TSB is implementing significant mortgage rate hikes.
- Residential and buy-to-let mortgages will see increases.
- Rates rise by up to 0.30% for shared ownership products.
- Existing customers face higher rates on fixed options.
- Changes are due to increased demand in the rental sector.
TSB has announced it will be raising interest rates across a range of its mortgage products effective from Friday, 15 November. This decision impacts both residential and buy-to-let mortgages, including product transfers and additional borrowing options. The increase in rates reflects the growing demand in the rental market and aims to align with current economic conditions.
Residential mortgage holders will experience a rate hike of up to 0.20% on 3-year fixed products intended for first-time buyers and home movers. Remortgage customers with loan-to-value ratios between 0% and 75% will also be subject to a similar increase. Selected shared ownership and shared equity products are set to see even higher rate increases, reaching up to 0.30%.

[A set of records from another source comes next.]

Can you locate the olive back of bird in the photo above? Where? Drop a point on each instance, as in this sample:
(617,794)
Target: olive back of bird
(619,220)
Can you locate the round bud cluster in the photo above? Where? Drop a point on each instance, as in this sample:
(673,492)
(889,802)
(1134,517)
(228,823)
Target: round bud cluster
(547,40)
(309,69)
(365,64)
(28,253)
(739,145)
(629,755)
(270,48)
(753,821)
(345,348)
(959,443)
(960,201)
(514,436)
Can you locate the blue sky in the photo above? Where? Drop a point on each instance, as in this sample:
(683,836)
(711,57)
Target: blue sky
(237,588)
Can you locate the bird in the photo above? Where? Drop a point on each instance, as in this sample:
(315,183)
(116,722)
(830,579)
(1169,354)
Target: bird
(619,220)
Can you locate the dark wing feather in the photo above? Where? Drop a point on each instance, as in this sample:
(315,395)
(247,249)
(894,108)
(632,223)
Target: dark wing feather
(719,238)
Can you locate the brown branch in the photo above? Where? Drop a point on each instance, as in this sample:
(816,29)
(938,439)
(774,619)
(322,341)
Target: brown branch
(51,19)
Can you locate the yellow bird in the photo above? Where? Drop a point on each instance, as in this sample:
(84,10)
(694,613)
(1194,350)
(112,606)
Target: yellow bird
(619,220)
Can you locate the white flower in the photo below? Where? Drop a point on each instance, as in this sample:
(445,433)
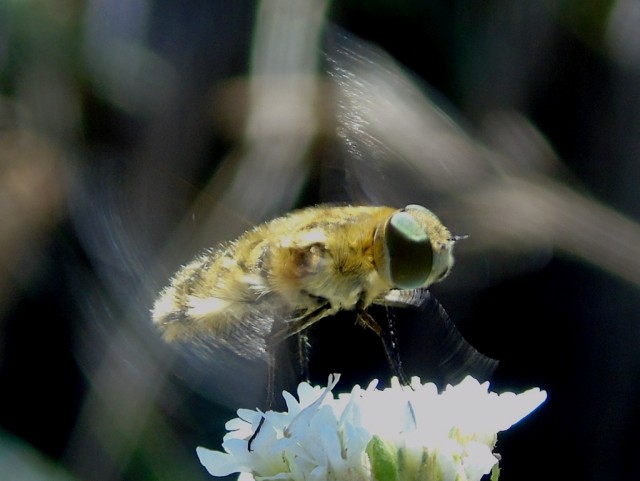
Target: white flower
(397,434)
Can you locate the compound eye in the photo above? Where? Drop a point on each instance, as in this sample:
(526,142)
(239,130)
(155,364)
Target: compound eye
(410,255)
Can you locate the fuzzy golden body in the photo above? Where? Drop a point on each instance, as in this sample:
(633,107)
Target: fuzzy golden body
(284,275)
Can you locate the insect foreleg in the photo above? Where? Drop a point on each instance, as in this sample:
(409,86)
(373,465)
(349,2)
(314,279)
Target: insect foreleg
(388,342)
(303,355)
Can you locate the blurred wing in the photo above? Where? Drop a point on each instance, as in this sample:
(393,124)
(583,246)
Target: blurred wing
(400,147)
(443,355)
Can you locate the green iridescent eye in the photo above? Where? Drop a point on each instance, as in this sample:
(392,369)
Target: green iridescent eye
(409,251)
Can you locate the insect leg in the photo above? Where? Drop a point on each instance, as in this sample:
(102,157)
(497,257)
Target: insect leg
(255,434)
(388,342)
(303,355)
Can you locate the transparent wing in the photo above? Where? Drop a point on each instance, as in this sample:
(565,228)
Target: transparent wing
(432,339)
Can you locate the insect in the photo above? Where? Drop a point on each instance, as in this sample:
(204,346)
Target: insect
(281,277)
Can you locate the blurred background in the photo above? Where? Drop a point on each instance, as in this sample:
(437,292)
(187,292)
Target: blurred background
(135,133)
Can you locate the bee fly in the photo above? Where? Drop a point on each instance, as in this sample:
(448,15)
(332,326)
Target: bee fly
(281,277)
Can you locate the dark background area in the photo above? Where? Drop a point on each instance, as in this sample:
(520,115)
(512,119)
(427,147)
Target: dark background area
(114,116)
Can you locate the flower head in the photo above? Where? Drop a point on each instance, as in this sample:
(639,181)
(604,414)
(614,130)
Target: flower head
(398,433)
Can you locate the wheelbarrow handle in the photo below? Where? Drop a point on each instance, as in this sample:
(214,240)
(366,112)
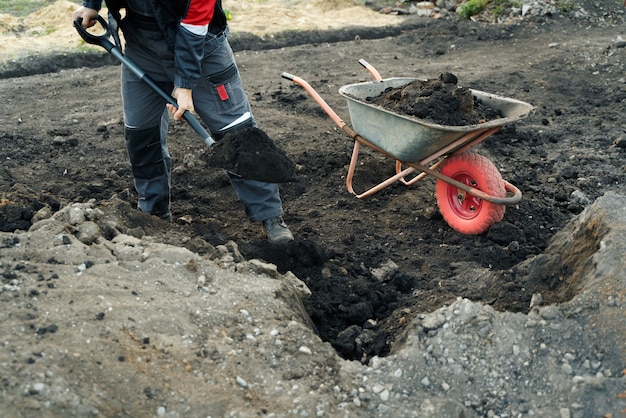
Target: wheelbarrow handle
(104,41)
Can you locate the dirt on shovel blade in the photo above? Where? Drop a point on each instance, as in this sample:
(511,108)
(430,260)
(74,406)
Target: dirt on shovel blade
(251,154)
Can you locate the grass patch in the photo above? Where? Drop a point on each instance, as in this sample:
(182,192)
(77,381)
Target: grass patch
(21,8)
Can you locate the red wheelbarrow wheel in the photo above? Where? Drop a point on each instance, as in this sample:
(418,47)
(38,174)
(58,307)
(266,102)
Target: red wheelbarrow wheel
(464,212)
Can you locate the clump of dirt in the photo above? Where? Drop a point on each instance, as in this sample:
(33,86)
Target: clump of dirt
(439,101)
(251,154)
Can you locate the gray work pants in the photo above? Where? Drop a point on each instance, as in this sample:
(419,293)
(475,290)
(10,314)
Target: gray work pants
(146,119)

Within the buy-to-let sector, TSB is increasing rates by 0.30% for customers securing 2- or 5-year fixed loans for house purchases. Those remortgaging at loan-to-value ratios up to 75% will similarly face a rate hike. These adjustments apply to both new purchase and remortgage applications, as TSB responds to heightened demand within the rental sector.
Existing TSB customers looking to transfer their mortgages will see rates rise by 0.10% on residential 2-, 3-, and 5-year fixed options up to 75% loan-to-value. Buy-to-let customers on a 5-year fixed product transfer plan, within a 60% to 75% loan-to-value range, will also encounter a 0.10% increase. Additional borrowing products are not exempt from these changes, with both residential and buy-to-let fixed-rate options seeing a 0.10% increase on selected terms.
These rate adjustments by TSB reflect ongoing challenges in the mortgage market.